MIT has created machine learning algorithms, the MIT collaborative AI Lab, and Tufts University that can design novel proteins with desired structural properties. The researchers implemented an attention-based diffusion model, a form of machine learning model architecture. The algorithms can produce millions of proteins in just a few days, allowing for rapid portfolio growth.
The artificial intelligence model can potentially create novel proteins with improved properties. To make materials with desired mechanical qualities, such as stiffness or elasticity, they created machine-learning algorithms to manufacture proteins with tailored structural features. Materials based on biological inspiration can replace those derived from petroleum or ceramics while leaving significantly less of an environmental impact.
Professor of civil and environmental engineering and mechanical engineering and senior author Markus Buehler says the models’ ability to learn biochemical relationships that control protein formation will allow for creating new proteins that may be useful in novel contexts.
The protein-based material can create wrappings to keep fruits and vegetable fresher longer without compromising their safety for human consumption.
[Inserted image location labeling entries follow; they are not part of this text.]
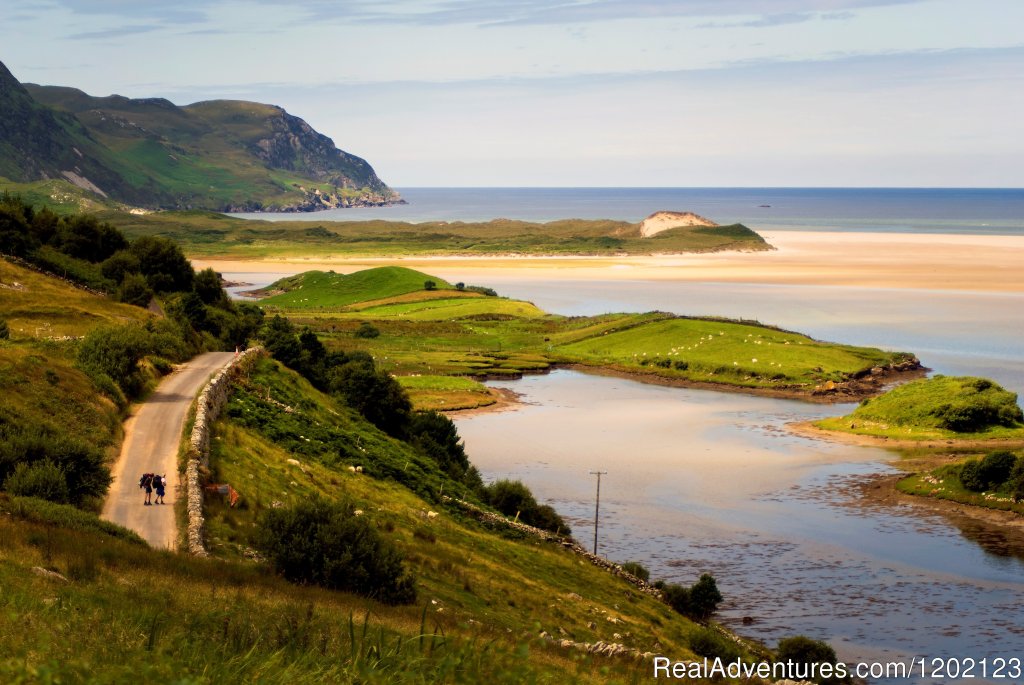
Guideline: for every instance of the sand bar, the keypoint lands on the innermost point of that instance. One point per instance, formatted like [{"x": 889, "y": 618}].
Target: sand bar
[{"x": 927, "y": 261}]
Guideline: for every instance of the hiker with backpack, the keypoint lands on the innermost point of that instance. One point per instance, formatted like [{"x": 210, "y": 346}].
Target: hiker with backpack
[
  {"x": 145, "y": 482},
  {"x": 160, "y": 483}
]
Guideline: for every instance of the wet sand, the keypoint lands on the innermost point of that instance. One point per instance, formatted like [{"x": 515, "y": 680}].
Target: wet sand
[{"x": 988, "y": 263}]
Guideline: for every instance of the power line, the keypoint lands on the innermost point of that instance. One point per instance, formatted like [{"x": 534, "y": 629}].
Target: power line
[{"x": 597, "y": 506}]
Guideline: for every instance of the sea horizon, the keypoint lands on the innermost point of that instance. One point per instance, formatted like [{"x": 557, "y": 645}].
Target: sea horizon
[{"x": 915, "y": 210}]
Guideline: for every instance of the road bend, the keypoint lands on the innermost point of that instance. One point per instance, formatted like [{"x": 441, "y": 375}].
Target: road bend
[{"x": 151, "y": 445}]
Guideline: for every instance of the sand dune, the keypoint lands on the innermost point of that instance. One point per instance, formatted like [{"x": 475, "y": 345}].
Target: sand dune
[{"x": 876, "y": 260}]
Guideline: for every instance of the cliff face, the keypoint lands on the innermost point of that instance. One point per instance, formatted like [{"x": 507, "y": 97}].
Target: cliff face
[
  {"x": 37, "y": 142},
  {"x": 220, "y": 155}
]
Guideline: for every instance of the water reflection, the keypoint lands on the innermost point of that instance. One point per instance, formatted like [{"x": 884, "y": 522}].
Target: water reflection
[{"x": 704, "y": 481}]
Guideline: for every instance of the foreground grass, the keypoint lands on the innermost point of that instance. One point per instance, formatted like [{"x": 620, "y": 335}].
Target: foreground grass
[
  {"x": 497, "y": 586},
  {"x": 40, "y": 306},
  {"x": 122, "y": 612},
  {"x": 448, "y": 332},
  {"x": 208, "y": 234}
]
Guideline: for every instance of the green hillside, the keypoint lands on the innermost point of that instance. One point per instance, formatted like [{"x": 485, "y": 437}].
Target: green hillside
[
  {"x": 213, "y": 236},
  {"x": 327, "y": 289},
  {"x": 221, "y": 155},
  {"x": 440, "y": 333},
  {"x": 939, "y": 408}
]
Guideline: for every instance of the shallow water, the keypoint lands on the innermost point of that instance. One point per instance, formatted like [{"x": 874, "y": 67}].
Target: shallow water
[{"x": 702, "y": 481}]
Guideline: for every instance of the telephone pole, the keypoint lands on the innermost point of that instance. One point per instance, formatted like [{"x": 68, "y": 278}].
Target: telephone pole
[{"x": 597, "y": 507}]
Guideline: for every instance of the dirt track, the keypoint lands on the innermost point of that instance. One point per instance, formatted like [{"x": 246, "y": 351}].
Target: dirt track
[{"x": 152, "y": 438}]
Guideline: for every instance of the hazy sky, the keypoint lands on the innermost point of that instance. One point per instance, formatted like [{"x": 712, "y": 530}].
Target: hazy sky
[{"x": 580, "y": 92}]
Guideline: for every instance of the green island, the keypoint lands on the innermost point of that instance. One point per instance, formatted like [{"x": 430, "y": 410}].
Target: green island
[
  {"x": 437, "y": 338},
  {"x": 361, "y": 546}
]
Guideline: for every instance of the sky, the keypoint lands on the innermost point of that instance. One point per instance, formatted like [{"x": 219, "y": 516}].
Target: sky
[{"x": 580, "y": 92}]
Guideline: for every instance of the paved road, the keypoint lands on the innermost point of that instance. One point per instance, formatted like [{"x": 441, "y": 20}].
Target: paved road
[{"x": 152, "y": 438}]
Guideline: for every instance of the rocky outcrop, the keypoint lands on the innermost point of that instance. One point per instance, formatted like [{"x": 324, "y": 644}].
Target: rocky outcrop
[
  {"x": 567, "y": 543},
  {"x": 662, "y": 221},
  {"x": 208, "y": 405}
]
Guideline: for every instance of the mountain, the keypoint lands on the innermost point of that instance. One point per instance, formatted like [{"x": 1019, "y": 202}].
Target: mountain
[{"x": 219, "y": 155}]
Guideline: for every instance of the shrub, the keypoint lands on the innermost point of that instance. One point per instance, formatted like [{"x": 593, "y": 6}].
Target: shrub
[
  {"x": 367, "y": 330},
  {"x": 115, "y": 351},
  {"x": 326, "y": 544},
  {"x": 638, "y": 569},
  {"x": 698, "y": 601},
  {"x": 512, "y": 497},
  {"x": 805, "y": 651},
  {"x": 83, "y": 468},
  {"x": 42, "y": 479},
  {"x": 135, "y": 290},
  {"x": 995, "y": 468},
  {"x": 706, "y": 642}
]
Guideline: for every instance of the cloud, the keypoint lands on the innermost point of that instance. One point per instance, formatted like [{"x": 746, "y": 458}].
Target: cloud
[
  {"x": 117, "y": 32},
  {"x": 481, "y": 12},
  {"x": 766, "y": 20}
]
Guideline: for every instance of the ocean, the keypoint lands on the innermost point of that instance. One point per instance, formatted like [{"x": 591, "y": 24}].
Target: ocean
[{"x": 981, "y": 211}]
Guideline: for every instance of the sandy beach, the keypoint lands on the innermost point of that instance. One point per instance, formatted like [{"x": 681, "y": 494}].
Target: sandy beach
[{"x": 990, "y": 263}]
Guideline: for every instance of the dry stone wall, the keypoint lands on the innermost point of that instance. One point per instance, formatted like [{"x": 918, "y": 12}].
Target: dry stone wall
[{"x": 208, "y": 405}]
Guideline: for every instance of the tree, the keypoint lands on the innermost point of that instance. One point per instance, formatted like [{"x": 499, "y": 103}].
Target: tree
[
  {"x": 436, "y": 436},
  {"x": 705, "y": 597},
  {"x": 115, "y": 351},
  {"x": 163, "y": 263},
  {"x": 806, "y": 652},
  {"x": 328, "y": 544},
  {"x": 135, "y": 290},
  {"x": 42, "y": 479},
  {"x": 207, "y": 287}
]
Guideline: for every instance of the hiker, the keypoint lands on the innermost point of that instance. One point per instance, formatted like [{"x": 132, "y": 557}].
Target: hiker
[
  {"x": 145, "y": 482},
  {"x": 160, "y": 482}
]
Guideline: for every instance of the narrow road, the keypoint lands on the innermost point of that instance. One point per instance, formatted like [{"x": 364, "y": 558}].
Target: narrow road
[{"x": 152, "y": 438}]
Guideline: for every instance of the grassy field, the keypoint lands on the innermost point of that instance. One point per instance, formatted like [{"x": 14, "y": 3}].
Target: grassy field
[
  {"x": 444, "y": 393},
  {"x": 38, "y": 306},
  {"x": 208, "y": 234},
  {"x": 327, "y": 289},
  {"x": 453, "y": 333},
  {"x": 475, "y": 583},
  {"x": 941, "y": 408}
]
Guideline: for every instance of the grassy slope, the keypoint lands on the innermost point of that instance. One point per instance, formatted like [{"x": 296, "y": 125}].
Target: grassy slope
[
  {"x": 452, "y": 333},
  {"x": 327, "y": 289},
  {"x": 943, "y": 483},
  {"x": 210, "y": 236},
  {"x": 473, "y": 582},
  {"x": 910, "y": 412},
  {"x": 41, "y": 306}
]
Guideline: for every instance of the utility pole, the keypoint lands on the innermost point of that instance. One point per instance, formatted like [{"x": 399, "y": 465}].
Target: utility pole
[{"x": 597, "y": 507}]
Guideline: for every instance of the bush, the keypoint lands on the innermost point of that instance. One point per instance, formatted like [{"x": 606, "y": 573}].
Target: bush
[
  {"x": 135, "y": 290},
  {"x": 83, "y": 468},
  {"x": 42, "y": 479},
  {"x": 638, "y": 569},
  {"x": 512, "y": 497},
  {"x": 326, "y": 544},
  {"x": 367, "y": 330},
  {"x": 706, "y": 642},
  {"x": 805, "y": 651},
  {"x": 698, "y": 601},
  {"x": 991, "y": 472},
  {"x": 115, "y": 351}
]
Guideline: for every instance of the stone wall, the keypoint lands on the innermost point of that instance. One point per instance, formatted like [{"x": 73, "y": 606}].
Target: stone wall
[{"x": 211, "y": 399}]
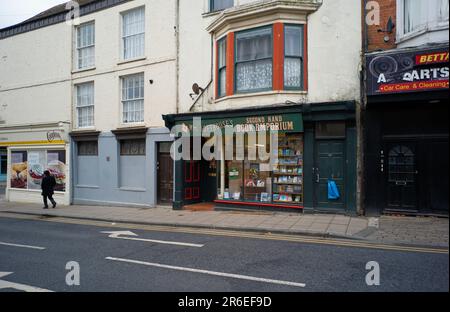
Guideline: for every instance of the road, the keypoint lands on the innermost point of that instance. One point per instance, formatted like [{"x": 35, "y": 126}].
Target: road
[{"x": 164, "y": 260}]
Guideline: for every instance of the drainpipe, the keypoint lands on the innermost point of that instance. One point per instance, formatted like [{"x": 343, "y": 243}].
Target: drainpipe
[{"x": 177, "y": 62}]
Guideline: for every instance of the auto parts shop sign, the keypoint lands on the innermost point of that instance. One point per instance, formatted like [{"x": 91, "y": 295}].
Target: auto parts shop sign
[{"x": 391, "y": 73}]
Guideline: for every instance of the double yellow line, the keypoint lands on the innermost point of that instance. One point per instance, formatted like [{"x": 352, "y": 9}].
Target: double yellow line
[{"x": 237, "y": 234}]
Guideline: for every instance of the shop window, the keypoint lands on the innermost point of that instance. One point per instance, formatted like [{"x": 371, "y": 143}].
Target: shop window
[
  {"x": 330, "y": 129},
  {"x": 133, "y": 33},
  {"x": 132, "y": 147},
  {"x": 133, "y": 98},
  {"x": 293, "y": 59},
  {"x": 87, "y": 148},
  {"x": 85, "y": 49},
  {"x": 3, "y": 164},
  {"x": 27, "y": 168},
  {"x": 85, "y": 104},
  {"x": 222, "y": 67},
  {"x": 217, "y": 5},
  {"x": 259, "y": 181},
  {"x": 254, "y": 50}
]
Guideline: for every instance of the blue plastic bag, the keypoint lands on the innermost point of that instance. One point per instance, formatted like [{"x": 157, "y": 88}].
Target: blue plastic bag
[{"x": 333, "y": 192}]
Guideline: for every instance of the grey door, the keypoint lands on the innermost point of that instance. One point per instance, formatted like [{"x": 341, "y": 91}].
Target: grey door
[
  {"x": 330, "y": 164},
  {"x": 401, "y": 184}
]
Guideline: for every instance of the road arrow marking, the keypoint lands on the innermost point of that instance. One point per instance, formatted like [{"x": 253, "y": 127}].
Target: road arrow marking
[
  {"x": 244, "y": 277},
  {"x": 121, "y": 234},
  {"x": 17, "y": 286},
  {"x": 22, "y": 246}
]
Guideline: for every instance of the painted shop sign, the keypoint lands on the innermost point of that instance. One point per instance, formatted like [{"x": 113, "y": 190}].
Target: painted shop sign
[
  {"x": 408, "y": 72},
  {"x": 280, "y": 122}
]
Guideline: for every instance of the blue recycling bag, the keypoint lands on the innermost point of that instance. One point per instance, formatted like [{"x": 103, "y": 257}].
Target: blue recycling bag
[{"x": 333, "y": 192}]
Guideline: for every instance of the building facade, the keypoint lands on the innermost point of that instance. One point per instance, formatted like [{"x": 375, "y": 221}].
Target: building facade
[
  {"x": 290, "y": 66},
  {"x": 91, "y": 111},
  {"x": 406, "y": 109}
]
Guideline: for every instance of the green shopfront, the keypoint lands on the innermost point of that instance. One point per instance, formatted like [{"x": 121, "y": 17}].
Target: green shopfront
[{"x": 287, "y": 165}]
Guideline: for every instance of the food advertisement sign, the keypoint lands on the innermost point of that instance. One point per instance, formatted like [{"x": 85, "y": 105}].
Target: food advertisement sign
[
  {"x": 19, "y": 167},
  {"x": 393, "y": 73},
  {"x": 27, "y": 169}
]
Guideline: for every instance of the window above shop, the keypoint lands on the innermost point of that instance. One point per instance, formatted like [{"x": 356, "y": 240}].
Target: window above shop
[
  {"x": 416, "y": 17},
  {"x": 268, "y": 58}
]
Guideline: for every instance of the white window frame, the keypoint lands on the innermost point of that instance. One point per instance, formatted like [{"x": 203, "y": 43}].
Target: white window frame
[
  {"x": 123, "y": 101},
  {"x": 432, "y": 23},
  {"x": 77, "y": 48},
  {"x": 122, "y": 37},
  {"x": 79, "y": 107}
]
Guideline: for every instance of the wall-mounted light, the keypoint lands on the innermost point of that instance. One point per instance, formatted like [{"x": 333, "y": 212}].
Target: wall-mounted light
[{"x": 389, "y": 29}]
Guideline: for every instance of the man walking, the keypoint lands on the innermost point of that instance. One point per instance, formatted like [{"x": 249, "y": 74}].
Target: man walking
[{"x": 47, "y": 185}]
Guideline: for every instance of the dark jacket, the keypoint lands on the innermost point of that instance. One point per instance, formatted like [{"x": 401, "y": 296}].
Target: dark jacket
[{"x": 48, "y": 185}]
The models only take a few days to produce millions of proteins, providing researchers with a wealth of new possibilities to investigate.
“The design space for proteins that have not yet been discovered by nature is so large that it cannot be efficiently organised using pen and paper alone. Instead, you need to decipher the building blocks of life, the amino acids, and the code DNA uses to direct their assembly into proteins. Until we had deep learning, this was impossible,” Buehler explained.
Amino acid chains are folded into three-dimensional structures to make proteins. The protein’s mechanical characteristics are set by the order in which its constituent amino acids are arranged. Even though millions of proteins produced by evolution have been discovered, scientists believe many amino acid sequences have yet to be found.
Two machine-learning models were built to predict new amino acid sequences that fold into proteins that meet structural design targets. Materials with the same mechanical qualities as petroleum- or ceramic-based alternatives but with a lesser carbon impact may be manufactured using the proteins generated.
The deep learning algorithms that can make predictions about the 3D structure of a protein given its amino acid sequence have sped up the process of finding new proteins. However, the opposite challenge has proven even more difficult to solve; forecasting a series of amino acid structures that achieve design targets. Buehler and his co-workers were able to take on this challenging problem thanks to a recent development in machine learning: attention-based diffusion models.
Because a single change in a very long amino acid sequence can completely alter the structure of a protein, attention-based models are essential for protein design. Adding noise to training data and then learning to recover the data by removing the noise is how a diffusion model acquires the knowledge to generate new data. Their ability to produce high-quality, realistic data that may be conditioned to satisfy a set of target objectives to meet a design demand is often superior to competing models.
The researchers fed the models physically impossible design targets to check that the projected proteins made sense. The models impressed them by generating the nearest synthesisable answer rather than developing implausible proteins.
The algorithm for learning can detect latent connections in the natural world. Bo Ni, a Postdoc in Buehler’s Laboratory for Atomistic and Molecular Mechanics and the paper’s lead author, explains that this gives them the confidence to claim that the results of their model are realistic.
As the next step, they intend to make some of the new protein designs in the lab to verify them experimentally. After that, they plan to continue expanding and refining the models to create amino acid sequences that fulfil more criteria, such as biological roles.